By continuing to exist as a printed object despite the ease of online publishing, the contemporary archizine maintains a contentious historical link to the movement of ‘little magasines’ that appeared in the 1960’s and 70’s. A technological shift that facilitated the accessibility and cheapening of independent publishing allowed bristling young architects to self-publish. The best known and most cited example is the colourful Archigram, first published in 1961 using offset lithographic printing processes creating a style that now characterises the era. With ideas such as The Plug-In City, Archigram was a radical conceptual attempt to shake up British architecture.
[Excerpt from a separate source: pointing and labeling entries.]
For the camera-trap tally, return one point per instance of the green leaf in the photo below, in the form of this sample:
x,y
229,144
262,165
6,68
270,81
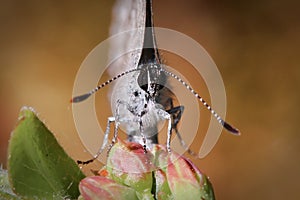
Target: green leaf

In a digital epoch characterised by a not dissimilar paradigm shift of accessibility to publishing technology in the form of the internet, the significance of the decision to continue a print tradition with a simple, even throw-away1, style of design, raises a series of tangential questions.

The creative potential within the apparent constrictions of archizine publishing was the focus for the panel discussion Limitations, held at the University of Westminster on the 24th January 2013 . It was organised by the universities own in house zine, PAPER (Platform for Architectural Projects, Essays and Research) who had brought together three generations of architectural ‘zine’ editors for the panel2, one of whom was Jack Self. Self is student at the Architectural Association, the author of the dystopian architectural novella Scatterbrain and co-editor of Fulcrum, a weekly single sheet zine published by the Bedford Press at the AA which presented the project, The Common Place, as part of the British Pavilion at the 2012 Venice Architecture Biennale. Before interviewing Self the next day on his own written architectural practice and the significance behind his chosen medium, I went to Limitations to see him in conversation with his peers, predecessors and professors in architectural communication and practice.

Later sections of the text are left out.